Hi Steve,
Just finished reading the le Shima stuff for the second time. lt was really enjoyable and filled in a lot of info I missed when I was there. I would differ on a couple of things though.

The night the sick bay was hit I happened to be out of the tent watching the action. We had this sort of false alarm with no apparent enemy planes around. The ships in the harbor shot up the sky anyway then we had the all clear and every thing was quiet. It's strange how far you can hear things when .every thing is so quiet otherwise. I heard an engine start up and then rev up pretty fast. It was deemed later that a Jap seaplane had come in under the radar and landed in the harbor way out past the ships. 

When every thing was settled in he took off and got just enough altitude to drop his bomb square on the sick bay tent. I watched him climb at a 45 degree angle right over my head. The exhaust fire was plainly visible from all around the cowling as he climbed for altitude. Not a shot was fired but like it stated our guys shot him down just off the island. I felt real bad about an incident that happened a few hours before. 

One of my buddies in our tent said he didn't feel good and his throat hurt. When I looked into his throat it was red raw. I said you better go down to sick bay and get that swabbed out. Well I found out later that he was running a fever and they were going to keep him over night. That was the last we seen of him. 

We lost 11 from our outfit in that mess. The shrapnel riddled all the equipment in the area. I saw a carbine rifle with a shrapnel hole in the barrel I. Also a combat boot with a slice from the heel to the toe split right open. They asked for volunteers to help with the dead and wounded but I didn't feel up to it.

I was disappointed more wasn't said about the typhoon. It blew almost everything away except that Quonset building that was 3/4 buried in the ground.

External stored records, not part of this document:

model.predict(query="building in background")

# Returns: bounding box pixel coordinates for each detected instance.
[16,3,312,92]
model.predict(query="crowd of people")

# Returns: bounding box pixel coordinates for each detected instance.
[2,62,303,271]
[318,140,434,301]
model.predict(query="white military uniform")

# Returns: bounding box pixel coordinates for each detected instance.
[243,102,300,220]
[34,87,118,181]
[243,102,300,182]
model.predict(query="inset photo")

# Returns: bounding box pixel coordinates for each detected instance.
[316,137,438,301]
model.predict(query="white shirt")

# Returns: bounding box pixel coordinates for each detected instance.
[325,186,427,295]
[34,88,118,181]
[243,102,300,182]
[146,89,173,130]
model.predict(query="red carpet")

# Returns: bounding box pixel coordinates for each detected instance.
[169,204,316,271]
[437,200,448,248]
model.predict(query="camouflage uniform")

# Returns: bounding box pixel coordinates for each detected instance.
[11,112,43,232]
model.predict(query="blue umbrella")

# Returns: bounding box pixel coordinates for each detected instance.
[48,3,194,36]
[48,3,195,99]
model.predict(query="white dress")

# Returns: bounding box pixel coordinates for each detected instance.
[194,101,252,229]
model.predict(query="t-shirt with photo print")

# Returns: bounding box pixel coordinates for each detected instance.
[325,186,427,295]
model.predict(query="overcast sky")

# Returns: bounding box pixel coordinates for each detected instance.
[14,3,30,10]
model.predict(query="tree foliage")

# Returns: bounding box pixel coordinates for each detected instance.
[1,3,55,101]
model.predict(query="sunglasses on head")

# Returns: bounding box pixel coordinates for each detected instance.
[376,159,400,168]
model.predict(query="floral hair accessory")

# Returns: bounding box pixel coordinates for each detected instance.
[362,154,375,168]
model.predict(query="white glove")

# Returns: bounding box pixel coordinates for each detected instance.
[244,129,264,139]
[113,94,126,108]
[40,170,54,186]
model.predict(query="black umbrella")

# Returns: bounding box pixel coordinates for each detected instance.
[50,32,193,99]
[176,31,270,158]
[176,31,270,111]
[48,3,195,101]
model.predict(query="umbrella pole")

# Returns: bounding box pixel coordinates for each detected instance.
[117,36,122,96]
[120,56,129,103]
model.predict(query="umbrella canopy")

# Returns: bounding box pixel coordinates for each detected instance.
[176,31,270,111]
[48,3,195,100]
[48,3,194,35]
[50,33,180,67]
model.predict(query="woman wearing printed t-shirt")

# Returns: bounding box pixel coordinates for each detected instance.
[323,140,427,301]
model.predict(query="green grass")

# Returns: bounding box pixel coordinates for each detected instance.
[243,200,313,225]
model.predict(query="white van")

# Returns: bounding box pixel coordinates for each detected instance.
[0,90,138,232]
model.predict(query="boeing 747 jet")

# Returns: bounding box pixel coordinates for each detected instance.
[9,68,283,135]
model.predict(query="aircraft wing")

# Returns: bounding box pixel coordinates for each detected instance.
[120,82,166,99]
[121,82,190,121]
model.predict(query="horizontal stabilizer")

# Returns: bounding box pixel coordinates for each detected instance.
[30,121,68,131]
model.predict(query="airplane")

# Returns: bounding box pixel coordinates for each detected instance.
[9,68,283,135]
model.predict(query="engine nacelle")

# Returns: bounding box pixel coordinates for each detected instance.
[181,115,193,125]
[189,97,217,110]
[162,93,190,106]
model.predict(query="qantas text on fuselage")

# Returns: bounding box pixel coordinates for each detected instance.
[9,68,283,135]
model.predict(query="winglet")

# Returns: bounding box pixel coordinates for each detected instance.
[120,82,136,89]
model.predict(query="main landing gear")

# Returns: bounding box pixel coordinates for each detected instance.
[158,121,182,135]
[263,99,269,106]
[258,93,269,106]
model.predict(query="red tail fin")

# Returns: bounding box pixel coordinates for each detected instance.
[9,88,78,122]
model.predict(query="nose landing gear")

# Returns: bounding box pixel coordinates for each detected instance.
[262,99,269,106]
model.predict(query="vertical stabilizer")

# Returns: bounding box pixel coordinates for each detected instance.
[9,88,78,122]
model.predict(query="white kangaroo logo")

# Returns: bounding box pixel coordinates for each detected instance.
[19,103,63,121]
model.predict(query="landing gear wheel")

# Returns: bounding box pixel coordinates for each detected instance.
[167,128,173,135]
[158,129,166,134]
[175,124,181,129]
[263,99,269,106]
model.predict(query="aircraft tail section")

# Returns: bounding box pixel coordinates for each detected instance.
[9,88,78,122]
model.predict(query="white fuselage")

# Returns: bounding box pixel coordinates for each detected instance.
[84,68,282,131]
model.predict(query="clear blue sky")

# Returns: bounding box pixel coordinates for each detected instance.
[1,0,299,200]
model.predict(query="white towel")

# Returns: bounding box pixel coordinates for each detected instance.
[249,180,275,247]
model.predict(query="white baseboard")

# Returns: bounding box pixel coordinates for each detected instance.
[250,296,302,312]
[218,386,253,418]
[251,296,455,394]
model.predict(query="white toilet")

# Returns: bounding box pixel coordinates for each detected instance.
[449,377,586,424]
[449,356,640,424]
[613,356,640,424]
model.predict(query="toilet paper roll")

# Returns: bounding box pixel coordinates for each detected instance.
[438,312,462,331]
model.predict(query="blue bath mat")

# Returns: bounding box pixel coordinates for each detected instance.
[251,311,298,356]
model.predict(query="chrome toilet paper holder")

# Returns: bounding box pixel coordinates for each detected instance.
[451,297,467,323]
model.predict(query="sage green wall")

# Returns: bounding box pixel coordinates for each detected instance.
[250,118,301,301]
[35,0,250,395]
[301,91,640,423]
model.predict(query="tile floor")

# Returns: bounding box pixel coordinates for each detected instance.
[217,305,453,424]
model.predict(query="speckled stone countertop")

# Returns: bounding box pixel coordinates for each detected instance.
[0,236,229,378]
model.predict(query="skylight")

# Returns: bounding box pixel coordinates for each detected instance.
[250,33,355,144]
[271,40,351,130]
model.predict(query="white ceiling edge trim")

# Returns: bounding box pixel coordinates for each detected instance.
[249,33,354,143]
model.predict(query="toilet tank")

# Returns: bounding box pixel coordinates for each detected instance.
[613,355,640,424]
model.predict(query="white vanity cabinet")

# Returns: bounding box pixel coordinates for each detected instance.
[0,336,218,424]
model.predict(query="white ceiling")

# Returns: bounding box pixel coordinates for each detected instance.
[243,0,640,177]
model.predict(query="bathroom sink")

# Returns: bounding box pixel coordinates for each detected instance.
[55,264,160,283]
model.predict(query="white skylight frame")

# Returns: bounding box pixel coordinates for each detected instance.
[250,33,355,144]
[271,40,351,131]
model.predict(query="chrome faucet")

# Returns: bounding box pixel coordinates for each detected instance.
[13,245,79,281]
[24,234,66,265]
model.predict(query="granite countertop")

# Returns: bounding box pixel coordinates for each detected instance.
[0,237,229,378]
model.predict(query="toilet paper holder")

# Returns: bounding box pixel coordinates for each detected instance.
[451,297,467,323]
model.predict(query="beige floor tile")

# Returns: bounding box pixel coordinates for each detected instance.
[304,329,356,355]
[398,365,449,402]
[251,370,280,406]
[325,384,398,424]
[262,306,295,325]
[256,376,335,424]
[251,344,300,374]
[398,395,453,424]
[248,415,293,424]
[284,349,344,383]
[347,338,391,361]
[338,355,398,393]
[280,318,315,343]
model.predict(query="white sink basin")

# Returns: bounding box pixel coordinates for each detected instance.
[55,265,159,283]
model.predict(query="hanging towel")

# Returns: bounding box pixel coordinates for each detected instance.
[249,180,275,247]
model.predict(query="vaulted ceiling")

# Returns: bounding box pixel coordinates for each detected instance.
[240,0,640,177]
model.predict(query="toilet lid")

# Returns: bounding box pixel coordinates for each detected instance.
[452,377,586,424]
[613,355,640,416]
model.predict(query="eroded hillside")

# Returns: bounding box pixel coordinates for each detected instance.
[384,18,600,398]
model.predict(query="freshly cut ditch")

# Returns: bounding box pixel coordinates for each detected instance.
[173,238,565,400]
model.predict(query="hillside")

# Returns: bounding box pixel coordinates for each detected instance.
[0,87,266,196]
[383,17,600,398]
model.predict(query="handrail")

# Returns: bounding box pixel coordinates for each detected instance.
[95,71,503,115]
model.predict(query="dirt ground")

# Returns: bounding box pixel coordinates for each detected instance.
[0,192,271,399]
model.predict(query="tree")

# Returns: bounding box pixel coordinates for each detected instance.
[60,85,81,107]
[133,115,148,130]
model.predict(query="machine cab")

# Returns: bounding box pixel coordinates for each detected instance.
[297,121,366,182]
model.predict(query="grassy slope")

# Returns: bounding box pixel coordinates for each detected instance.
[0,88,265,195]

Our tent held because we had it tied to a big rock at the base of the mountain and the other corner tied to a jeep. 

We went up to the air strip and saw the c-47 that was blown off the strip and into the water. There was a cliff at that end of the air strip. 

On time with nothing else to do we went up to the air strip to watch the bombers come back from a mission. As usual the worst hit came in first. He landed real hard and bounced up and the second time he came down he lost maybe 10 or so bombs that were coming down the runway like footballs. Needless to say we were looking for a hole to dive into. There wasn't any but then they didn't go off anyway. I know a little about bombs, the arming wire was probably still on them and also the little propeller that spins off didn't have time to act.

I could go on and on because this brings back old memories as you remember them. Our paths must have crossed a good number of times. One other thing that comes to mind was that a first class storekeeper and I run the only movie on the island. We were able to show the world premier of GI Joe. For that extra duty I got thirty dollars a month! Well I'll stop gabbing and get this sent.